SALT LAKE CITY — The question was only half-finished when Kyle Whittingham launched into his response.
Caused by a preamble that advanced the idea of Saturday’s scrimmage holding chief importance over the spring schedule, Whittingham had heard everything he needed to.
“Absolutely,” he interjected of the significance of the team’s second live scrimmage amid an April shower at Rice-Eccles Stadium. “The (Red and White) game will be watered down and there will be a limited defense.

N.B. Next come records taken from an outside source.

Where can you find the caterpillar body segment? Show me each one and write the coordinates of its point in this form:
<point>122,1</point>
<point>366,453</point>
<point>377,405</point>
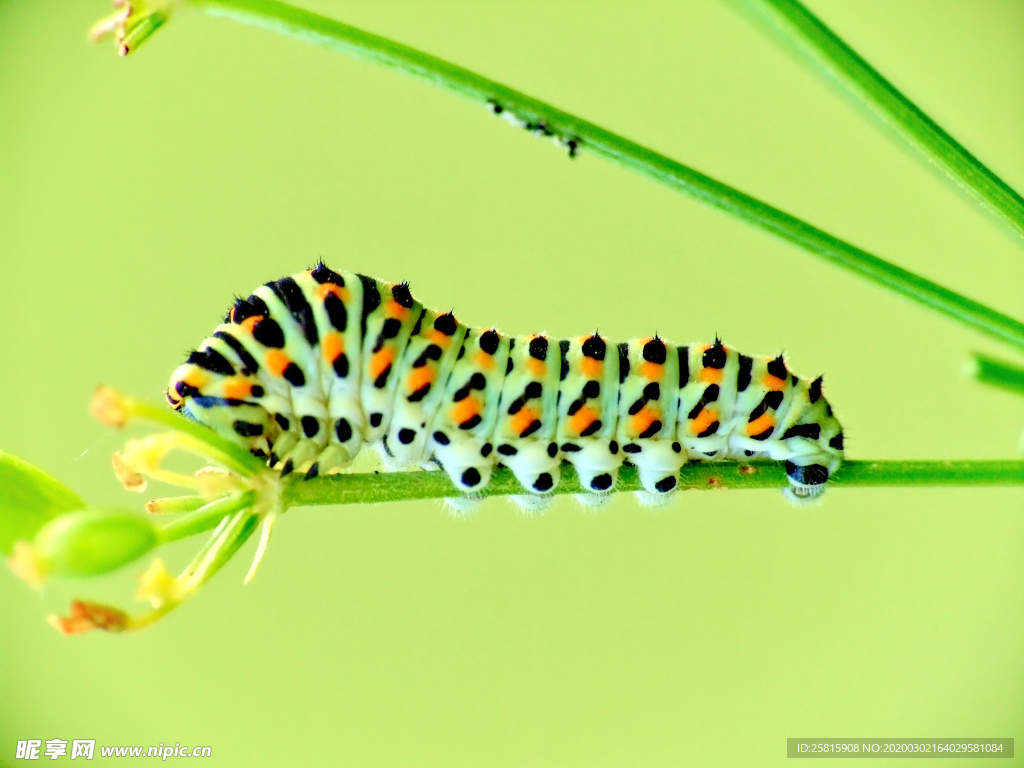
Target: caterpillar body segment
<point>309,369</point>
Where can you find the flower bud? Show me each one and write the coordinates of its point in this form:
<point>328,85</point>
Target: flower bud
<point>92,542</point>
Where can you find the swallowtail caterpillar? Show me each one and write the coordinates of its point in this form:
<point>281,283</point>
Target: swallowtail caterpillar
<point>310,369</point>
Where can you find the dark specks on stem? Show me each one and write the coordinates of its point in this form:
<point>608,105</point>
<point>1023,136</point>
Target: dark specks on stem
<point>540,128</point>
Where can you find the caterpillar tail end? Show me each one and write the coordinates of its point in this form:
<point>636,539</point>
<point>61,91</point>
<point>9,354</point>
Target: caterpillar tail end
<point>808,476</point>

A lot of guys will sit out, so this was the major scrimmage of the spring today.”
In other words, Saturday held meaning for the program.
Coming off their first full week of increased live work (the team had been limited to just six to eight live reps prior to their first scrimmage eight days earlier), the Utes looked more comfortable across the board, resulting in an improvement on last week’s production despite limiting players like Chase Hansen, Bradlee Anae, Julian Blackmon and Zack Moss to precious few snaps.
In comparing his team’s overall performance on Saturday to the baseline established in the previous week, Whittingham called the effort “much cleaner,” citing reduced penalties, smoother mechanics in alignment and an overall improvement in execution.
On an individual basis, Whittingham specifically referenced the performances of Tyler Huntley, Moss and the entire offensive line as standouts, while offensive coordinator Troy Taylor gave an all-encompassing endorsement of a restyled receiving corps.
Taylor also spoke on the progress of his quarterback group, as Huntley, Jack Tuttle and Jason Shelley enjoyed extended playing time to varying degrees of success. A program that is no stranger to a preseason quarterback competition, Taylor said in reference to the state of the group: “They’re good. We’ve got guys at different stages. Jack (Tuttle) is a young guy. Jason (Shelley), this is his first spring. And I think they’re progressing. Drew Lisk has done a great job with the repetitions that he’s been given. And then Tyler has had a fantastic spring.”
Praise for the offense’s strong showing even flowed from defensive coordinator Morgan Scalley, whose unit suffered from the absences of its three playmakers for most of the day. Helmed by anyone , every level of Utah's defense contributed to yielding big plays, while also failing to generate a consistent pass rush.
When asked if any player stood out on the defensive end, Scalley said no, adding, “The offense did some good things today.”
But while the impact of several players on both sides of the ball was apparent Saturday, Whittingham was quick to remind reporters that a lot can change before fall camp.
“No job is safe,” he said. “Everybody has to keep producing every day. We don’t have a definitive depth chart right now. … It’s still a work in progress. Nothing will be solidified completely until fall camp.”